Co-incidentally I have just begun re-reading Debra Meyerson’s book Tempered Radicals which has recently been re-published (with an up-dated introduction but otherwise without revision) as Rocking the Boat: How To Effect Change Without Making Trouble. The book is the result of extensive interviews with people from within three organisations who found themselves acting “… on identities and values that are different from the majority culture, [that] disrupt and implicitly challenge normal ways of acting and thinking by making visible alternatives”. Drawing on the work of Deborah Kolb and Judith Williams she describes a number of “responsive turns adopted by her interviewees in the middle ground betwee silence and confrontation.
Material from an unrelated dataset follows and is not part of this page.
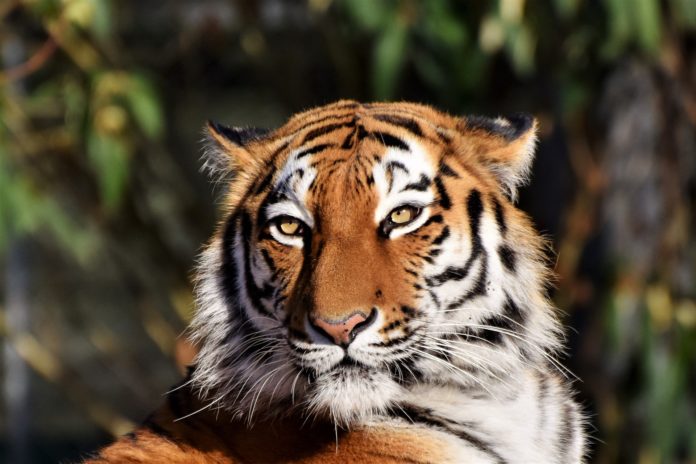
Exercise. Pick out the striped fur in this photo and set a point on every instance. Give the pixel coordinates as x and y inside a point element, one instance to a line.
<point>454,360</point>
- Interrupting an encounter to change its momentum.
- Naming an encounter to make its nature and consequences more transparent.
- Correcting an encounter to provide an explanation for what is taking place and to alter understandings and challenge assumptions.
- Diverting an encounter to take it in a different direction.
- Using humour to release the tension in a situation.
- Delaying in order to find a better time and place to address the issue.
All of these, of course, presuppose that we can be sufficiently mindful, in the moment, to recognise that we have a choice, and to chose wisely.
For a powerful artistic reminder of the power of some of these tactics I can’t think of anything better than the classic movie, Twelve Angry Men.
Thanks to Johnnie Moore’s blog for the reference to this particular scene.
Each time you or I put one of these options into practice we undoubtedly bring a different “energy” into the patterns of conversation that enable and constrain our worlds.